Obama’s plan deals another blow to banks. It aims to discourage them and their customers from using non-standard, or customized, derivatives that can’t be processed by a clearinghouse or traded on an exchange by requiring that parties to such trades hold more capital to protect themselves against losses. The plan would also require they put up more money, known as margin, to insure they make good on the trades. Both changes would impose added costs on banks and some customers…

The Obama proposals don’t go as far as some people have urged. Hedge fund billionaire George Soros and Berkshire Hathaway Inc. Vice Chairman Charles Munger are among investors who have called for limits on the use of credit-default swaps. Soros wrote in a March 24 Wall Street Journal column that regulators should ban so-called naked swaps, in which the buyer isn’t protecting an existing investment.

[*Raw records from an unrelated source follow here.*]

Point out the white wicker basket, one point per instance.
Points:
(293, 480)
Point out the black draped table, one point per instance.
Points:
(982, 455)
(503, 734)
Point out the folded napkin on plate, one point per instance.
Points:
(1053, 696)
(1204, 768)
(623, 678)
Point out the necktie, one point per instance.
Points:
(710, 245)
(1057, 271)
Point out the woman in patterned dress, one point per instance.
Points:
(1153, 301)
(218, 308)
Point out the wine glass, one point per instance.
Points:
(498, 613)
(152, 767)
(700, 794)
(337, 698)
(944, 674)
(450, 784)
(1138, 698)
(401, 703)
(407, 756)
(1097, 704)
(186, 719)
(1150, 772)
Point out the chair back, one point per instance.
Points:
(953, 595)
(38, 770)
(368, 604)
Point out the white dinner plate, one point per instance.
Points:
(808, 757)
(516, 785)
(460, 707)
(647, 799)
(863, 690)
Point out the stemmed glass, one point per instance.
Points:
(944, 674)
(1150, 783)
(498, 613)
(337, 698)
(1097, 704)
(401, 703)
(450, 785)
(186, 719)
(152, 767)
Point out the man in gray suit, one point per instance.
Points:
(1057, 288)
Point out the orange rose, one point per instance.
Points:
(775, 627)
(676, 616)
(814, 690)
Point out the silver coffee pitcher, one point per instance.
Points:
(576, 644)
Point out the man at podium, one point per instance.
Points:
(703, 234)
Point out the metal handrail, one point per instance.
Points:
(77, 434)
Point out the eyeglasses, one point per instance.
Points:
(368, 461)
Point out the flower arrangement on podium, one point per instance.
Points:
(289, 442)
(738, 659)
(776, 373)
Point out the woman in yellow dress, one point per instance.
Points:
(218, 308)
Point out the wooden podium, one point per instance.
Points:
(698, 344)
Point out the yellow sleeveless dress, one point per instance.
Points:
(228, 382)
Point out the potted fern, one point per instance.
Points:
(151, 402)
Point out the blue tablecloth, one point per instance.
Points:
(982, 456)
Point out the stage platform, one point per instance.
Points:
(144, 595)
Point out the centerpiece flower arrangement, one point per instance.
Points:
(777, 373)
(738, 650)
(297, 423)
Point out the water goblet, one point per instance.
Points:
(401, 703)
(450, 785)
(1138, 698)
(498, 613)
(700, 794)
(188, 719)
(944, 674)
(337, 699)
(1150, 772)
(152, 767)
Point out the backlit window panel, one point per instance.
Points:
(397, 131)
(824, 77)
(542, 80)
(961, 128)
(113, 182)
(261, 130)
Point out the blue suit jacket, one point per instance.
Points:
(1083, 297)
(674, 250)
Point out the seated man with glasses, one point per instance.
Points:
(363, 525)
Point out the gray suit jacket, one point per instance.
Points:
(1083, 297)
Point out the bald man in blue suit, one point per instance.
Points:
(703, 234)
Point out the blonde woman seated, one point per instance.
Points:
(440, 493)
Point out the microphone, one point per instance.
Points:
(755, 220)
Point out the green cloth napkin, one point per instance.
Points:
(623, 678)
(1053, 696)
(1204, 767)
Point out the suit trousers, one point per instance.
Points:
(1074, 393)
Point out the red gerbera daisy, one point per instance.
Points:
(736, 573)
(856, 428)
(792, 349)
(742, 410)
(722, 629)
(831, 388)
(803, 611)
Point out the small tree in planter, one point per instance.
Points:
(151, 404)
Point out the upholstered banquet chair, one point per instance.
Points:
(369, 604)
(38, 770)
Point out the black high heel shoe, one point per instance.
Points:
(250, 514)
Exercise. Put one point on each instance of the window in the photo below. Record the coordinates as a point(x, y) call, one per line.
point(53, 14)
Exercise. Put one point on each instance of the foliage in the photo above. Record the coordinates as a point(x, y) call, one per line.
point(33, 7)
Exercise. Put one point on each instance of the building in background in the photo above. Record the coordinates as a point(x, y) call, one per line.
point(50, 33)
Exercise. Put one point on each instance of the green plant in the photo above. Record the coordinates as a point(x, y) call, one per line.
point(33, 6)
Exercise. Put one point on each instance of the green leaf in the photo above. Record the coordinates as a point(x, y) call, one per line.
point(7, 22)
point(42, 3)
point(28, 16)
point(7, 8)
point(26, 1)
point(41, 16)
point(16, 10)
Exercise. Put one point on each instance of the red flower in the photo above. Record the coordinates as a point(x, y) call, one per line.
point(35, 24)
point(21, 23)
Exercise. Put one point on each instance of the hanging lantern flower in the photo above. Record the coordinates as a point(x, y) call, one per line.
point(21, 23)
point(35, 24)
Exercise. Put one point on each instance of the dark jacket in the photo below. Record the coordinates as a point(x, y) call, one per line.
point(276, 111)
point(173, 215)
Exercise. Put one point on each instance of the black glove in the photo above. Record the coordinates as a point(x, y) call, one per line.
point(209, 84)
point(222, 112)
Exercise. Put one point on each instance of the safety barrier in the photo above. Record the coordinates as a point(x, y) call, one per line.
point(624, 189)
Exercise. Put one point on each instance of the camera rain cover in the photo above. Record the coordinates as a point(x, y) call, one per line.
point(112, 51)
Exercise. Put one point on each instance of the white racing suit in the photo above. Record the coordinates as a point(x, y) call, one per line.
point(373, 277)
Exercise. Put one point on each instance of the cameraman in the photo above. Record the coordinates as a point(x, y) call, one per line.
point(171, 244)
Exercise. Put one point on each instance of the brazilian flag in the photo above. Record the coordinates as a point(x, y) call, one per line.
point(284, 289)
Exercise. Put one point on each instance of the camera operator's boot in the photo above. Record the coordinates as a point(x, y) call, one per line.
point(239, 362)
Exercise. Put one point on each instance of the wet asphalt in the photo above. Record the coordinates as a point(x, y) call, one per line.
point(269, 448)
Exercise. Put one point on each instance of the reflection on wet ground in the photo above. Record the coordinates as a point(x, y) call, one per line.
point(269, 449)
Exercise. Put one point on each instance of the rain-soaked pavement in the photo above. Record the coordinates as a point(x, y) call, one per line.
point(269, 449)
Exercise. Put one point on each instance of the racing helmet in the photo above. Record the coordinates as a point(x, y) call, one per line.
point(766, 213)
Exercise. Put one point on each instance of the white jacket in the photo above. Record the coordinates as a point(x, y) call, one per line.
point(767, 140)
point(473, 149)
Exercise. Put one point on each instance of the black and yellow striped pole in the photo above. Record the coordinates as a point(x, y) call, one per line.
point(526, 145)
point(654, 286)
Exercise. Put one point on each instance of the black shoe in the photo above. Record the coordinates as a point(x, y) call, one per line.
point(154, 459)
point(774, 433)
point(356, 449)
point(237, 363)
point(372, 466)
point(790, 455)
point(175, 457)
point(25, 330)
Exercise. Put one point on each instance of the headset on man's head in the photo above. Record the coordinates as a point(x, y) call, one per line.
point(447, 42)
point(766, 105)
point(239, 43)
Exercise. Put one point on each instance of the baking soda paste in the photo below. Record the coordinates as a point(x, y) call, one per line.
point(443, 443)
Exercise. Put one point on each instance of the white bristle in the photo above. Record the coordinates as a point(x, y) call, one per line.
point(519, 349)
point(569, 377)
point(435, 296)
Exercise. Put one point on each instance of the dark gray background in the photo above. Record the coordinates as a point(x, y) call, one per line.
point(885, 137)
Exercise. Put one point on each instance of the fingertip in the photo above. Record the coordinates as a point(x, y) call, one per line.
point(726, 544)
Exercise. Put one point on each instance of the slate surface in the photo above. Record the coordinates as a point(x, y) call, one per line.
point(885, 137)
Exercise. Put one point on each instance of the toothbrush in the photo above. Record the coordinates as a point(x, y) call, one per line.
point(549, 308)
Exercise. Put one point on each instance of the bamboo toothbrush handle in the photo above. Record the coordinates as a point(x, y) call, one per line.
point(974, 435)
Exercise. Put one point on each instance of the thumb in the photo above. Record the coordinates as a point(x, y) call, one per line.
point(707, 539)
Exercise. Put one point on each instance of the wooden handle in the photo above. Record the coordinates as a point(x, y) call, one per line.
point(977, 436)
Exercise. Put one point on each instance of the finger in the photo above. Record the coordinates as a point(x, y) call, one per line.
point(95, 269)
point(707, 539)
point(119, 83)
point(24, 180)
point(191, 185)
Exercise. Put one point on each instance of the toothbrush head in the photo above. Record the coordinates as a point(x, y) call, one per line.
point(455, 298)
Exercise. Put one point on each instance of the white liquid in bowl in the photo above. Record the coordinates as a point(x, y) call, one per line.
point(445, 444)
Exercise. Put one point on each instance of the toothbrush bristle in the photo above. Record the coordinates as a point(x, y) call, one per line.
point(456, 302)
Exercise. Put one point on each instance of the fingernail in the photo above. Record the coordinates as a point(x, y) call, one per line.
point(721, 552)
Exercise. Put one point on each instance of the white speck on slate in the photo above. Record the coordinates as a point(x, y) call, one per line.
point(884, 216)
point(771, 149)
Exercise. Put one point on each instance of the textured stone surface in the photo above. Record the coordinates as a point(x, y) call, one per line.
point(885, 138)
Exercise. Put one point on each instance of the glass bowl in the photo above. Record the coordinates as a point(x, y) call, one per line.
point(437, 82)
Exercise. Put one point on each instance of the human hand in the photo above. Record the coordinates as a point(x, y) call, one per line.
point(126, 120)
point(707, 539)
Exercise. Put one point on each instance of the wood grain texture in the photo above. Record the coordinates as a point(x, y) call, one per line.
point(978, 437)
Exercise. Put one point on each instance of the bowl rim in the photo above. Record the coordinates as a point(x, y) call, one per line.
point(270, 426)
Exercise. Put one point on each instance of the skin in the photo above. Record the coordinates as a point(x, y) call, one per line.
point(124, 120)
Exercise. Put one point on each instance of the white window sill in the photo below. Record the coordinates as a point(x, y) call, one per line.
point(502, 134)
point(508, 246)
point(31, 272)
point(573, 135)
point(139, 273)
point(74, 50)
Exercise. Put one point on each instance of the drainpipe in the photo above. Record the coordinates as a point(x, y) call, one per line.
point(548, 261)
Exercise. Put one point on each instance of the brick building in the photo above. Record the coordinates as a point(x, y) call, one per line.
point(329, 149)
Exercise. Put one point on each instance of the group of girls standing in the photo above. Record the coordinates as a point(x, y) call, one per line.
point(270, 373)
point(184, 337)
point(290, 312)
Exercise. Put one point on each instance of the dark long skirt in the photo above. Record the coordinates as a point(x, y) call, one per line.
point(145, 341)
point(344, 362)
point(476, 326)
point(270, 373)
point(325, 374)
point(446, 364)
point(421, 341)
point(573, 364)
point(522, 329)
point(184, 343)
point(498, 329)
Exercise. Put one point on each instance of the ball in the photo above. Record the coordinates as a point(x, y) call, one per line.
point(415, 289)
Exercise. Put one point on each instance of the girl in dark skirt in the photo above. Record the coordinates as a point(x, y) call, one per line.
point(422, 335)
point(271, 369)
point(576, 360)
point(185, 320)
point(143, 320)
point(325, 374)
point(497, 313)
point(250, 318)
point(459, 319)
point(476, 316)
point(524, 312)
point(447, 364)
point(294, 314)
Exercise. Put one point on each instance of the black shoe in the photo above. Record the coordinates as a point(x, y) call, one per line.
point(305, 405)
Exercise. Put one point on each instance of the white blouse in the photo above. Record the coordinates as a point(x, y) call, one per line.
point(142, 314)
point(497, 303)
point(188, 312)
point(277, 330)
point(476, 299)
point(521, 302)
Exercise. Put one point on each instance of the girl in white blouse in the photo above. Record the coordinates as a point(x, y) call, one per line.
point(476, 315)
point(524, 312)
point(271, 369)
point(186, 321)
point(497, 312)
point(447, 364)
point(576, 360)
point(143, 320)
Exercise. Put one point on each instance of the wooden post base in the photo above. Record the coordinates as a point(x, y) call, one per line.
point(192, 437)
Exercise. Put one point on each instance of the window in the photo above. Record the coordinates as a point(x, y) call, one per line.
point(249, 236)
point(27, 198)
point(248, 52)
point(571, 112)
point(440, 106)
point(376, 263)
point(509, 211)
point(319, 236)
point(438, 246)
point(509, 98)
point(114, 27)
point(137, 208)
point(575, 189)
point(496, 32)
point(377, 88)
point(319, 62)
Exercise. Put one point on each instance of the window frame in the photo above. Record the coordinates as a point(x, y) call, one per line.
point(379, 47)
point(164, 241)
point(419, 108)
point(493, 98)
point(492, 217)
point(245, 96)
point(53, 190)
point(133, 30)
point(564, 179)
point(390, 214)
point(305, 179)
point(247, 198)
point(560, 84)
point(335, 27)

Two days later Treasury Secretary Timothy Geithner dismissed such an idea before the House Financial Services Committee, telling members that “my own sense is that banning naked swaps is not necessary and wouldn’t help fundamentally.”

Janet Tavakoli, founder and president of Tavakoli Structured Finance Inc. in Chicago, said in an interview that derivatives have allowed banks to camouflage risk.

“There has been massive widespread abuse of over-the- counter derivatives, which have contributed to transactions that people knew or should have known were overrated and overpriced at the time they came to market,” said Tavakoli, who traded, structured and sold derivatives over more than two decades in the financial industry.

Wall Street is accustomed to getting its way with derivatives legislation. The last major congressional action, in 2000, was designed to exempt over-the-counter derivatives from government oversight

For Wall Street, the longer it takes to get legislation passed the better. As stock market values and the economy improve, anger at banks is likely to subside…

*"Though the mills of God grind slowly, they grind exceeding fine;
With patience He stands waiting, with exactness all He grinds."